3. Create differential workflows. Along most segments of the child welfare continuum of work, cases tend to fall into one of three categories: high, medium, or low risk. While it would seem the lower-risk cases require less work, the reality is that most work models dictate the exact same number of face-to-face visits each month, as well as frequency of face-to-face supervision, regardless if a case is considered high- or low-risk. Working with states across the country, we often observe vast amounts of time spent completing compliance-related activities that offer little value to each case, yet rob staff and supervisors of time they could apply to higher-value tasks. We strongly encourage systems to reexamine their case maintenance protocols to align worker and supervisor activities to the individual needs of the case rather than applying a broad, one-size fits all practice approach.
States, counties, and other jurisdictions are rethinking workflows in the following ways:
- Close cases in a timely manner — Adopt a Central Consult decision-making model, which consists of centralizing a team of supervisors to provide timely and competent staffing and documenting of child abuse investigations where it is determined that abuse or neglect has not occurred, and children are safe.
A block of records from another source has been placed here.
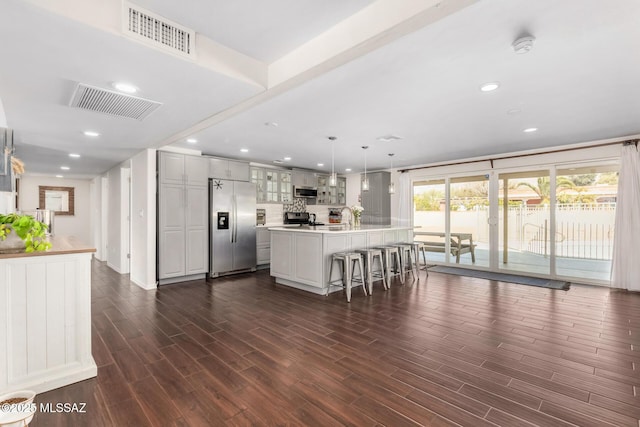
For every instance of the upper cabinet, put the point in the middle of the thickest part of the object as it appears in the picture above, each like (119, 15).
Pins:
(303, 178)
(272, 185)
(377, 201)
(183, 169)
(234, 170)
(328, 195)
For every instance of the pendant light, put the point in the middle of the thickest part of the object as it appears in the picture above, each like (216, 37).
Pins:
(392, 186)
(333, 179)
(365, 180)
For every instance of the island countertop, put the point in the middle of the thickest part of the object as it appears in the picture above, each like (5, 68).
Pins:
(301, 256)
(60, 245)
(337, 228)
(45, 317)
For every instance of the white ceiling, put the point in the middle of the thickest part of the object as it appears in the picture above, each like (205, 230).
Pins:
(417, 78)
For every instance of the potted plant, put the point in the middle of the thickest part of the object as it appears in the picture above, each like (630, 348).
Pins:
(32, 234)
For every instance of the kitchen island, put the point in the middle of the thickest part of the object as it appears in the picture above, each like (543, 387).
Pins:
(45, 317)
(301, 255)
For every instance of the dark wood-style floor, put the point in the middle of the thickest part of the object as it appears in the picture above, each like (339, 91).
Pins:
(447, 350)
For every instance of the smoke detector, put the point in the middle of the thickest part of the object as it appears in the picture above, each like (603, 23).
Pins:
(523, 44)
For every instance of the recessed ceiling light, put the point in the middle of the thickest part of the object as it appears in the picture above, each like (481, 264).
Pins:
(125, 87)
(523, 44)
(388, 138)
(488, 87)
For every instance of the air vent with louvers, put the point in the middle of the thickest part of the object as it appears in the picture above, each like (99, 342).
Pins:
(146, 26)
(109, 102)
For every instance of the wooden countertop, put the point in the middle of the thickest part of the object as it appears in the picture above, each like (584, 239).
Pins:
(60, 245)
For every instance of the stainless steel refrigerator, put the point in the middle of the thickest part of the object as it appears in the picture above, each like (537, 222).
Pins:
(233, 227)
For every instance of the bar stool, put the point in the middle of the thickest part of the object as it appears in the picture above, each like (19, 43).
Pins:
(391, 255)
(347, 261)
(408, 260)
(420, 248)
(369, 257)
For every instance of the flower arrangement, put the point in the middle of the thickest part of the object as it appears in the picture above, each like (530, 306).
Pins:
(31, 231)
(356, 211)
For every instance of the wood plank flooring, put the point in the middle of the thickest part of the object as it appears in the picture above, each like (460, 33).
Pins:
(447, 350)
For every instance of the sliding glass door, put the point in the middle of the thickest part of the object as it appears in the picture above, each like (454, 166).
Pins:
(555, 222)
(524, 226)
(469, 220)
(451, 216)
(585, 211)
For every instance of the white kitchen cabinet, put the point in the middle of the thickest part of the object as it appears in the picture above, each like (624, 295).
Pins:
(234, 170)
(301, 258)
(328, 195)
(272, 185)
(282, 259)
(377, 201)
(303, 178)
(183, 223)
(263, 246)
(182, 169)
(308, 246)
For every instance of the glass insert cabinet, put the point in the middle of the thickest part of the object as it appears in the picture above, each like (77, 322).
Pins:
(328, 195)
(272, 185)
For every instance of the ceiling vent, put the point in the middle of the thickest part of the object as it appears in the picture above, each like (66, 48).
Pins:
(153, 29)
(110, 102)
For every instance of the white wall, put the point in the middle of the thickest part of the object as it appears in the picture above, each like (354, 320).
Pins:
(114, 205)
(143, 219)
(95, 189)
(79, 224)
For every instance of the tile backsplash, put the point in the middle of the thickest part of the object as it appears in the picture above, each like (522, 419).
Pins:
(274, 211)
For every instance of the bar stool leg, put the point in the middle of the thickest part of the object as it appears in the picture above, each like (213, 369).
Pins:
(347, 280)
(387, 267)
(399, 265)
(382, 270)
(368, 263)
(362, 277)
This allows more time for unit supervisors to spend with caseworkers on situations where abuse or neglect has occurred, and children are unsafe. It also allows for states to tap into a nationwide workforce, since central consultation is done virtually.
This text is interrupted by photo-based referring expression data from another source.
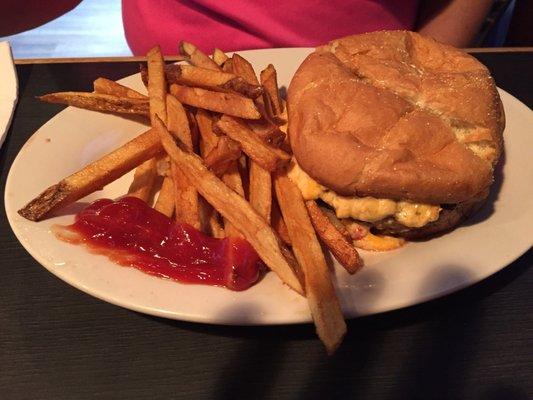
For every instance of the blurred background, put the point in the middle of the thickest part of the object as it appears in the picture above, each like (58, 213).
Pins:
(93, 28)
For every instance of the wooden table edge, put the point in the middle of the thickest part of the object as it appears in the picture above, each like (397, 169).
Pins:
(22, 61)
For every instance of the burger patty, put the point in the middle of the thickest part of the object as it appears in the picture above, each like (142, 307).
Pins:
(450, 216)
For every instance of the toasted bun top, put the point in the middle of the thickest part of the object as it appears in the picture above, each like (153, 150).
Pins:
(396, 115)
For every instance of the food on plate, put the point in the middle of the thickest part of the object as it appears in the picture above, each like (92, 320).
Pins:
(145, 174)
(219, 57)
(94, 176)
(391, 136)
(395, 130)
(323, 301)
(220, 158)
(268, 157)
(196, 57)
(131, 233)
(233, 207)
(221, 102)
(212, 80)
(107, 86)
(337, 240)
(269, 80)
(99, 102)
(165, 199)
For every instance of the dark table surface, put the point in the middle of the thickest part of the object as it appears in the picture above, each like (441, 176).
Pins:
(59, 343)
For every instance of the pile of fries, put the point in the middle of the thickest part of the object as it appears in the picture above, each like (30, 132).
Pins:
(217, 156)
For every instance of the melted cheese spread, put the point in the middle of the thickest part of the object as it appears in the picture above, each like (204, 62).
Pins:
(369, 209)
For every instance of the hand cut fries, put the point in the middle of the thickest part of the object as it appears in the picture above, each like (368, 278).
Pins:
(263, 154)
(213, 80)
(225, 103)
(165, 200)
(185, 195)
(319, 290)
(243, 146)
(269, 80)
(107, 86)
(94, 176)
(145, 174)
(243, 68)
(219, 57)
(341, 248)
(233, 207)
(99, 102)
(222, 155)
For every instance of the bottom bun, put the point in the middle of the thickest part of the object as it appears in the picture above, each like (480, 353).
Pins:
(449, 218)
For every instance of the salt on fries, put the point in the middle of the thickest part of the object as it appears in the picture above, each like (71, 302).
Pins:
(233, 207)
(323, 301)
(236, 186)
(107, 86)
(94, 176)
(100, 102)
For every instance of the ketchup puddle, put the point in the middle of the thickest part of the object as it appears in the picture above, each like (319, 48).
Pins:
(132, 234)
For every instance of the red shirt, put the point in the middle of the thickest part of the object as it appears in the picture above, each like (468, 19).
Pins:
(240, 25)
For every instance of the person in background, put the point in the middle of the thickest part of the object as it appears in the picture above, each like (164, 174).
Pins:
(240, 24)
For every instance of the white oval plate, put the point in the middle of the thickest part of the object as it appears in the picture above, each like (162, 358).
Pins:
(490, 240)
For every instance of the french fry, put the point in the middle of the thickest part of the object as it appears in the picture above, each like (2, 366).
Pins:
(208, 136)
(225, 103)
(232, 178)
(379, 242)
(219, 57)
(320, 293)
(144, 177)
(94, 176)
(267, 131)
(233, 207)
(157, 86)
(260, 190)
(228, 66)
(269, 81)
(185, 195)
(165, 200)
(222, 155)
(259, 179)
(262, 153)
(277, 222)
(191, 75)
(143, 180)
(99, 102)
(107, 86)
(197, 57)
(210, 219)
(243, 68)
(342, 249)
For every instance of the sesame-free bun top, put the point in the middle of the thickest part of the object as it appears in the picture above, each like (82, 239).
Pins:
(396, 115)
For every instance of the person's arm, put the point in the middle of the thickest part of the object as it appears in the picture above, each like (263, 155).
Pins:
(454, 22)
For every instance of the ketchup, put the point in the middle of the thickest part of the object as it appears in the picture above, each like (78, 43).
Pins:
(131, 233)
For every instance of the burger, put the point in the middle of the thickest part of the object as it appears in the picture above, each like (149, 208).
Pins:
(395, 130)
- Consider experience — Modify requirements around monthly supervision staffing to align more with individual case status and staff experience.
- Allow for flexibility under guidelines — Apply creative and individualized practice protocols for staff to check in with cases that are stable and waiting for permanency paperwork and align the ongoing support according to risk level.
4. Apply automation. When faced with the reality of a limited workforce, we can look toward technology to automate as many non-essential human interaction tasks as possible. To generate capacity, look for opportunities to complete tasks or
reduce the chance of error.
We are seeing states, counties, and other jurisdictions utilize automation to generate capacity in the following ways:
- Make process visible — Deliver realtime data reports so child welfare leaders and managers know the precise process status of each case that is open in their system.
- Reduce administrative burden — Improve how information is captured and shared. Use electronic submission of documents, such as court reports, family assessments, school information, and benefit applications that are more readily available.
- Provide access to family — Deploy client- or public-facing portals or web-enabled ways for family and worker bi-directional communication and self-service.
- Provide access to service providers — Help providers more easily self-service the information they need to provide support to case management, removing tasks from caseworkers.
- Improve work forecasting — Develop models for current and future workforce needs that account for real-time workload changes in attrition, reduced caseload, length of time onboarding, and other factors.
- Automate administrative functions — Utilize technology to support automatic tracking or data entry of time, mileage, and expenses, so caseworkers may avoid manual processes that rob capacity.
Conclusion
If you can address these four specific capacity-generating approaches, or shall we say, key Jenga pieces, you are essentially replacing key elements into the foundation that will provide the very reinforcement and capacity needed to realign and stabilize your organization. The challenges that child welfare agencies are facing are not new—they are just reaching a newly critical threshold. Children and families depend on all of us to make these essential, challenging, and critical improvement moves so we can best serve those who need us today and into the future. Every piece in our system must be optimized to help families thrive! It’s your move.